I too am a recovering alcoholic. I have 3 years 3 months and 17 days. So good work! I was expecting you to mention phenobarbital, but you've already identified that as a barbiturate. The recreational properties of anti-cholinergics are as a deliriant, for which it is almost impossible to be habit forming. The most common use of these drugs is when they are taken in the form of belladonna or datura. Almost all people who use these drugs report that they are extremely unpleasant (http://en.wikipedia.org/wiki/Deliriant)I remember researching these drugs far and wide when I was in my drug using days and deciding not to use it because there appeared to be no positives. Now that I have taken them for my IBS, I can say that I have experienced zero recreational value from taking anti-spasmodics. They are generally unpleasant and I avoid them because they make me feel yucky. I wouldn't recommend you try them if you are that worried, but don't avoid them like the plague.I remember when I had to have my hernia surgery last August I was so worried about my sobriety and my sobriety date. I thought, what if the post-op pain hurts so bad that I need to take some vicodin or something? So I went and talked to a bunch of people in AA and almost unanimously they told me that God does not torture us like that. They said if I feel that I need to take a pain pill for medical reasons and I am honest with myself about it that my sobriety is not effected. Because of the pain, I took 3 vicodin over the course of the day following the surgery and that was it. I didn't feel high or happy from it, or even notice anything really.
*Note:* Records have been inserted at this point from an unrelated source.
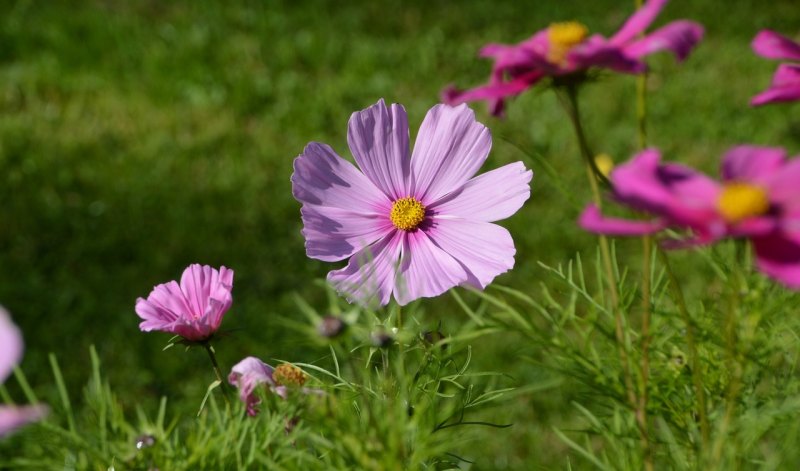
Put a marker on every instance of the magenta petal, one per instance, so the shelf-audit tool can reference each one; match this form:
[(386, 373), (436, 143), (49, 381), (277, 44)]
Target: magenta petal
[(333, 234), (12, 418), (593, 221), (772, 45), (323, 178), (450, 148), (752, 163), (425, 269), (10, 345), (378, 138), (638, 22), (485, 250), (369, 275), (680, 37), (492, 196)]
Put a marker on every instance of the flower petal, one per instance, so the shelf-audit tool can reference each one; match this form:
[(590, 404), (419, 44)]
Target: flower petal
[(638, 22), (486, 250), (495, 195), (323, 178), (378, 139), (370, 273), (680, 37), (592, 220), (451, 146), (10, 345), (752, 163), (425, 269), (772, 45), (333, 234)]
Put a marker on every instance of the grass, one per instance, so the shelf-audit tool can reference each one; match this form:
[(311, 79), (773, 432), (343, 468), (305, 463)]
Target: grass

In fact I just slept the entire time and don't remember much of it, probably experiencing the after-effects of the anesthesia. 15 hours after the surgery I had to have a catheter put in because I couldn't urinate on my own and I crawled around for 5 days with intense post-op pain and the pain from the catheter, but I knew in my heart the pain wasn't bad enough to take another vicodin, and so I didn't. I had already taken vicodin and had any excuse to take more. I felt like I had passed my own test of honesty and the people from AA were right. Worth noting is that I never had an opiate addiction. Certainly I would never take amphetamines in a pill for ANY reason. Moral of the story, don't torture yourself! It's really easy to do so as an addict.


----------



## everythingishorrible (Jan 26, 2011)

PD85 said:


> I too am a recovering alcoholic. I have 3 years 3 months and 17 days. So good work! I was expecting you to mention phenobarbital, but you've already identified that as a barbiturate. The recreational properties of anti-cholinergics are as a deliriant, for which it is almost impossible to be habit forming. The most common use of these drugs is when they are taken in the form of belladonna or datura. Almost all people who use these drugs report that they are extremely unpleasant (http://en.wikipedia.org/wiki/Deliriant)I remember researching these drugs far and wide when I was in my drug using days and deciding not to use it because there appeared to be no positives. Now that I have taken them for my IBS, I can say that I have experienced zero recreational value from taking anti-spasmodics. They are generally unpleasant and I avoid them because they make me feel yucky. I wouldn't recommend you try them if you are that worried, but don't avoid them like the plague.I remember when I had to have my hernia surgery last August I was so worried about my sobriety and my sobriety date. I thought, what if the post-op pain hurts so bad that I need to take some vicodin or something? So I went and talked to a bunch of people in AA and almost unanimously they told me that God does not torture us like that. They said if I feel that I need to take a pain pill for medical reasons and I am honest with myself about it that my sobriety is not effected. Because of the pain, I took 3 vicodin over the course of the day following the surgery and that was it. I didn't feel high or happy from it, or even notice anything really. In fact I just slept the entire time and don't remember much of it, probably experiencing the after-effects of the anesthesia. 15 hours after the surgery I had to have a catheter put in because I couldn't urinate on my own and I crawled around for 5 days with intense post-op pain and the pain from the catheter, but I knew in my heart the pain wasn't bad enough to take another vicodin, and so I didn't. I had already taken vicodin and had any excuse to take more. I felt like I had passed my own test of honesty and the people from AA were right. Worth noting is that I never had an opiate addiction. Certainly I would never take amphetamines in a pill for ANY reason. Moral of the story, don't torture yourself! It's really easy to do so as an addict.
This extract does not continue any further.